When the Harris' Hawk came in with a broken leg we knew it wasn't good news. Birds always pose an anesthetic risk as it is, but repairing their bones so they can hunt again is even more of a challenge. Anyone that has worked their way through a chicken roast knows that a lot of bird bones are hollow and thin. With the leg of this bird broken in the middle we had no choice but to attempt surgically repair it.
After giving a combination of propofol anesthetic and valium intravenously the hawk slipped into a slumber and we put a tube down his windpipe to maintain him on anesthetic gas. The feathers on the leg had to be plucked and the area was surgically repaired.

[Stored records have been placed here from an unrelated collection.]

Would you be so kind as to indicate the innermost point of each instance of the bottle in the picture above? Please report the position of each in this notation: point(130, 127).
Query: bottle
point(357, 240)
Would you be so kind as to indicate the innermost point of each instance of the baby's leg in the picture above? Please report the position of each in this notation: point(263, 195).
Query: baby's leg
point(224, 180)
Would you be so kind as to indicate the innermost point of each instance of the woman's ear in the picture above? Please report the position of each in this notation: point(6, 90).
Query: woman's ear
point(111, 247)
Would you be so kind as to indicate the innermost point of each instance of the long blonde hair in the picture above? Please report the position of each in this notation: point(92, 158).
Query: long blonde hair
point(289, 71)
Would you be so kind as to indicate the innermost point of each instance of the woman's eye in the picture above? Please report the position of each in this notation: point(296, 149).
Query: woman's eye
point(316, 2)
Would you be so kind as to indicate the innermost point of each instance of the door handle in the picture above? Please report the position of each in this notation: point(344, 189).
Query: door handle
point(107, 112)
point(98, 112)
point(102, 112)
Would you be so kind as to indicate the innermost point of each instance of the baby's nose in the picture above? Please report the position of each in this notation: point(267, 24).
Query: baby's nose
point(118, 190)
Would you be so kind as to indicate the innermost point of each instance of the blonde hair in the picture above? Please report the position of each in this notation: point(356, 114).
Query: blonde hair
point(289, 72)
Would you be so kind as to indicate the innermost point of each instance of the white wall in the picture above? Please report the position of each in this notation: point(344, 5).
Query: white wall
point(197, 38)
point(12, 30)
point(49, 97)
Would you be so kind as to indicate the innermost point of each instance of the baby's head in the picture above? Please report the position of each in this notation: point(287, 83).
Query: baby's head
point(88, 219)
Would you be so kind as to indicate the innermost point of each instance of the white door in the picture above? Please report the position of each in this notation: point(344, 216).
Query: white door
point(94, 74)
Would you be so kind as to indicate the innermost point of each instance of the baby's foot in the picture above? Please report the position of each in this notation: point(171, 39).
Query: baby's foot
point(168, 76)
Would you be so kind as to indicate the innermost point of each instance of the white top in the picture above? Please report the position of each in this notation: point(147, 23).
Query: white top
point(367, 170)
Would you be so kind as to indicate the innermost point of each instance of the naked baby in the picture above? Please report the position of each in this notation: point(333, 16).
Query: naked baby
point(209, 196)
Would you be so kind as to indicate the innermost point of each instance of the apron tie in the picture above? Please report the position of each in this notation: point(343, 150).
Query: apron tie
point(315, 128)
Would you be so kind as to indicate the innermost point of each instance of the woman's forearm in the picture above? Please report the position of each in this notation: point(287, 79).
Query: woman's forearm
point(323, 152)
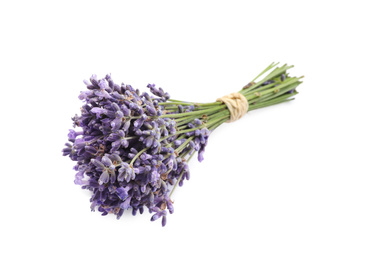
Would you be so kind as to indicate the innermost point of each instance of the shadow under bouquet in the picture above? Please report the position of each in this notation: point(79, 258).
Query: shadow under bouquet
point(132, 149)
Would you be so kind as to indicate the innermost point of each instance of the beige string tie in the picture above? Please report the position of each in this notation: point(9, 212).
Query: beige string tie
point(237, 105)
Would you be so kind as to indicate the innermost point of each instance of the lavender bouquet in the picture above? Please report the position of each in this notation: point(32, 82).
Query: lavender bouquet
point(132, 149)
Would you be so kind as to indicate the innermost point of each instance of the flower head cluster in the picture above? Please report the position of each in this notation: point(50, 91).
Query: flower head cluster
point(128, 154)
point(132, 149)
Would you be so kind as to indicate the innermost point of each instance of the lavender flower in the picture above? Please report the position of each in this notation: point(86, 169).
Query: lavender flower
point(132, 150)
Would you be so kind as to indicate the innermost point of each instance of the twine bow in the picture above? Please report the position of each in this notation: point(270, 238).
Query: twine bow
point(237, 105)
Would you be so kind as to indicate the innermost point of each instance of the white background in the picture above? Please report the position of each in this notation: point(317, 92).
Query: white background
point(285, 182)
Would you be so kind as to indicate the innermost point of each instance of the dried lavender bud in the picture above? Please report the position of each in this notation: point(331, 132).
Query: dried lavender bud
point(131, 149)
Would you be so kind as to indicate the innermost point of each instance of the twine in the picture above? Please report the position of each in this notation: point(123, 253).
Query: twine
point(237, 105)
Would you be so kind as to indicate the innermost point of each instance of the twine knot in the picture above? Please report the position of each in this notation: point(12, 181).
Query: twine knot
point(237, 105)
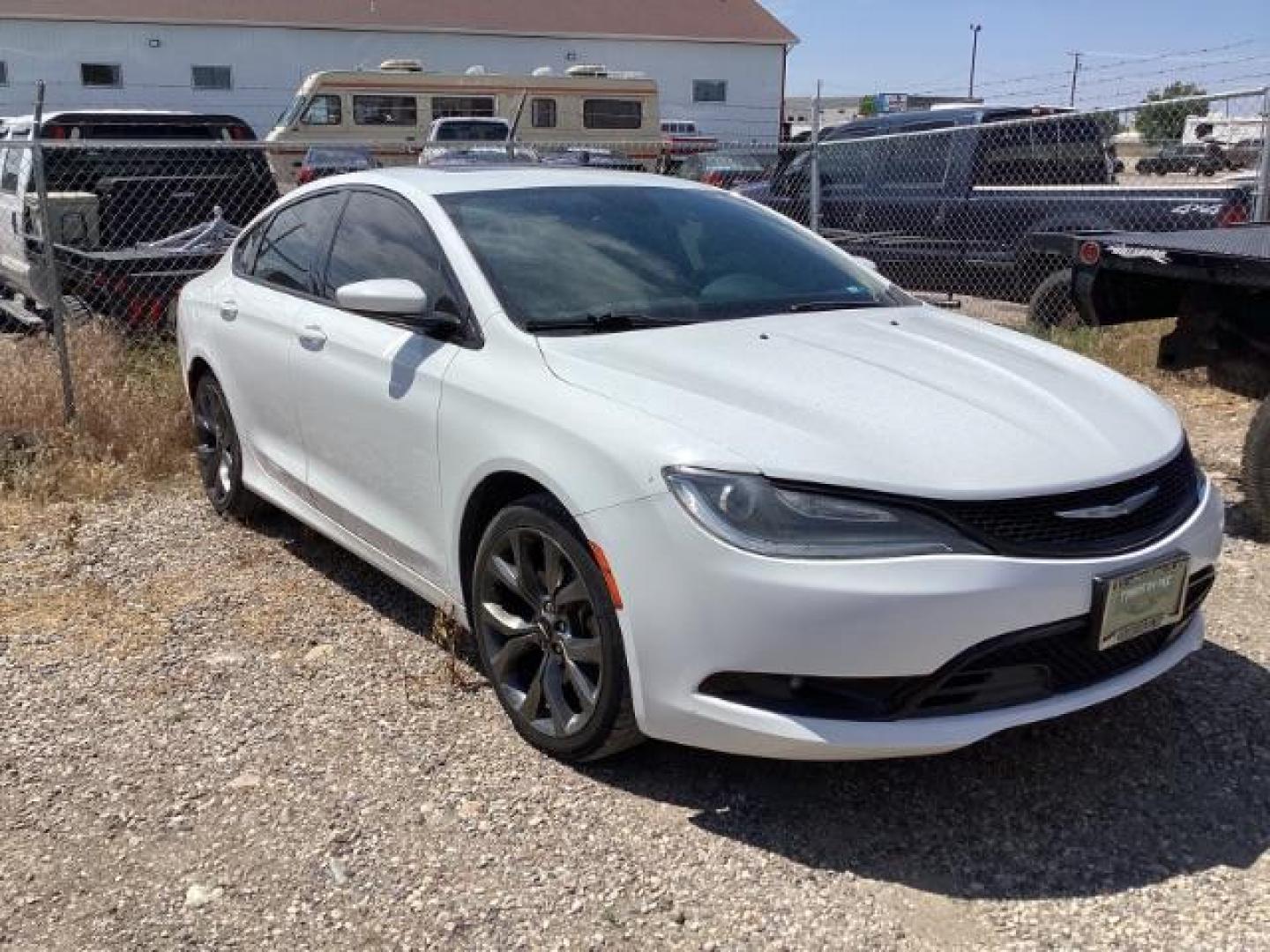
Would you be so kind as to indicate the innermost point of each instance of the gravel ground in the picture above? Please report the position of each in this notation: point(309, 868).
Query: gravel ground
point(225, 736)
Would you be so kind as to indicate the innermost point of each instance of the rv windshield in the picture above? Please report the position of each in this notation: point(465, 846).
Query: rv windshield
point(292, 112)
point(471, 131)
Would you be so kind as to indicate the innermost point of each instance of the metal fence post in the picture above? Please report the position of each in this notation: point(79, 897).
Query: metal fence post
point(814, 165)
point(52, 282)
point(1263, 211)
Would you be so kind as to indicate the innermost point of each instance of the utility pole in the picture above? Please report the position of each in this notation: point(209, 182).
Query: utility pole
point(975, 54)
point(814, 163)
point(1076, 70)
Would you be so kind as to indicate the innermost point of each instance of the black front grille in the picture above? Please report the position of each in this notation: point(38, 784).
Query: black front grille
point(1011, 669)
point(1032, 525)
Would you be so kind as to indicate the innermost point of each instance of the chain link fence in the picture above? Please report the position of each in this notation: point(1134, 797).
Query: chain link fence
point(97, 238)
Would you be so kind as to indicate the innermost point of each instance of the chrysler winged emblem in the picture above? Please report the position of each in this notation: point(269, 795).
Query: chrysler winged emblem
point(1113, 510)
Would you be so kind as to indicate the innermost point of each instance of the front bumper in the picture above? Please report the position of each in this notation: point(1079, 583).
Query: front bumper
point(696, 607)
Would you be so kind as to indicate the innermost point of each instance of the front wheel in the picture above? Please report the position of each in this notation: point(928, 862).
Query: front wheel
point(548, 634)
point(1256, 466)
point(220, 453)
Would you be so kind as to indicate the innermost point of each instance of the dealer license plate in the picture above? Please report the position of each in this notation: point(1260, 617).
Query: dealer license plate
point(1129, 606)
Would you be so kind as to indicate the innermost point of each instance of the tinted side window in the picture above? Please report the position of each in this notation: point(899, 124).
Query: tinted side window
point(294, 242)
point(917, 160)
point(11, 169)
point(845, 163)
point(380, 238)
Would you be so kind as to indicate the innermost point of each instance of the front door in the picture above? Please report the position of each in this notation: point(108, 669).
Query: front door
point(276, 268)
point(369, 391)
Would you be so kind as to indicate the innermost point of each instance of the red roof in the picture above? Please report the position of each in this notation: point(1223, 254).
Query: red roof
point(718, 20)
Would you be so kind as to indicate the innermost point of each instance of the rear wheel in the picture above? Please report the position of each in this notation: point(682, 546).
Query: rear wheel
point(548, 634)
point(1052, 303)
point(220, 455)
point(1256, 466)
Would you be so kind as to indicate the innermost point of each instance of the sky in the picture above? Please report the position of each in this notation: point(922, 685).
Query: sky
point(1131, 46)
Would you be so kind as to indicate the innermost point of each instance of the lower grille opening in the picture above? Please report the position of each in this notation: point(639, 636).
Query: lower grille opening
point(1016, 668)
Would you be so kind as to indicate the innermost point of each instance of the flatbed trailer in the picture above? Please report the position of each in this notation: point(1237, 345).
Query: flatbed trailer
point(1217, 285)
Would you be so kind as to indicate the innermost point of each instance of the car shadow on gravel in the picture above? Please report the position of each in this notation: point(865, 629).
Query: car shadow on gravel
point(363, 582)
point(1169, 779)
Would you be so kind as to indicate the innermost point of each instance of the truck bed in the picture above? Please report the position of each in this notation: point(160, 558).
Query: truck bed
point(1246, 242)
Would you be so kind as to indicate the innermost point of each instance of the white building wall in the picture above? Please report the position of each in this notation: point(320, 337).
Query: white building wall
point(268, 63)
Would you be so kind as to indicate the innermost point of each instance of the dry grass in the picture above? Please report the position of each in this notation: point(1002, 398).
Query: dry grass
point(132, 424)
point(1129, 348)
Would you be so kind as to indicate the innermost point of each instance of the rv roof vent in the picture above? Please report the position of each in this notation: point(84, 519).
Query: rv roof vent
point(401, 66)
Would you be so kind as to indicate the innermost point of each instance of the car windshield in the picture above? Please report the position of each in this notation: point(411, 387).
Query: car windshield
point(569, 254)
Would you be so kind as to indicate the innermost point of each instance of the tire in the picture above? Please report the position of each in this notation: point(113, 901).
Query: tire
point(1050, 303)
point(548, 636)
point(1256, 467)
point(1247, 377)
point(220, 455)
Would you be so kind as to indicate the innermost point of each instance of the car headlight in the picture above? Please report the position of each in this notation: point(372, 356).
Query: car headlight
point(757, 516)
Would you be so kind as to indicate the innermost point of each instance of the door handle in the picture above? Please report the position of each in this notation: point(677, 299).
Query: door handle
point(311, 337)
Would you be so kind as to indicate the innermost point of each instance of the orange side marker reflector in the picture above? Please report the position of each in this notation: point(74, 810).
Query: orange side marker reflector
point(608, 571)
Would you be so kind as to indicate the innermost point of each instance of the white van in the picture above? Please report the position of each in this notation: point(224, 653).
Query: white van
point(392, 108)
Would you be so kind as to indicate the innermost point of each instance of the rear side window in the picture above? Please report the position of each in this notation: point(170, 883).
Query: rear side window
point(294, 242)
point(385, 111)
point(917, 160)
point(612, 113)
point(324, 111)
point(245, 250)
point(9, 172)
point(380, 238)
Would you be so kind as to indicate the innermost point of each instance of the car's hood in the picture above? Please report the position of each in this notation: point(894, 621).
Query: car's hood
point(903, 400)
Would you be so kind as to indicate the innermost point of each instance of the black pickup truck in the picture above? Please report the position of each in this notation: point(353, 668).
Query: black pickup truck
point(949, 199)
point(1217, 286)
point(121, 185)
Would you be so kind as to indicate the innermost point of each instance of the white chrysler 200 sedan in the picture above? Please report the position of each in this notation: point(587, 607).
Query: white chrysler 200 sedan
point(689, 471)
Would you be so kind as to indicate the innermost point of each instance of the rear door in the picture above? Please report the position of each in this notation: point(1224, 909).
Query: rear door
point(257, 312)
point(905, 216)
point(369, 391)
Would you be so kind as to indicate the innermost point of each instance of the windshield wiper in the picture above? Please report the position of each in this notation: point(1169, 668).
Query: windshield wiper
point(798, 308)
point(602, 323)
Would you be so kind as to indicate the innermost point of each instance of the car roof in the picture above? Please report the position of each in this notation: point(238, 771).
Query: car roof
point(439, 181)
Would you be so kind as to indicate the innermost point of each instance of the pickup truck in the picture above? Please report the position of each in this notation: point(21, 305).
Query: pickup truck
point(949, 199)
point(1217, 286)
point(122, 184)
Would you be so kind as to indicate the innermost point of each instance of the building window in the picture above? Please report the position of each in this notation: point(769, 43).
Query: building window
point(544, 113)
point(612, 113)
point(709, 90)
point(323, 111)
point(101, 74)
point(385, 111)
point(446, 107)
point(211, 78)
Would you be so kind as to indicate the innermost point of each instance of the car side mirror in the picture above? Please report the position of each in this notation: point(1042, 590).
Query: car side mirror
point(399, 301)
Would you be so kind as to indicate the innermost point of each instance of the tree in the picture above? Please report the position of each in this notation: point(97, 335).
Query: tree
point(1161, 123)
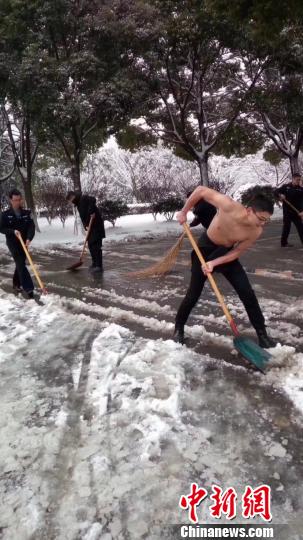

After making an incision and finding the bone and the break I took a sterile wrapped electric drill and carefully began drilling holes in the bones. The trick was to not put too much pressure on the bone or it might shatter and yet have holes large enough to put metal surgical pins through. Once the pins were in place the broken ends of the bone were lined up.
A sterile surgical wire was wrapped around the broken end to help hold it together and the initial skn incision was closed. With everything line up, the next step would be to stop the bone from rotating on itself and to keep it together as the bird walked on it. I needed to line up the pins stuck through the bird's leg and put some additional external support along them.
After mixing up 5 minute epoxy glue we quickly put into a syringe and injected it into tubing poked onto the pins. As the glue hardened it made a solid splint on the each side of the leg that would prevent rotation and yet allow the leg the heal straight!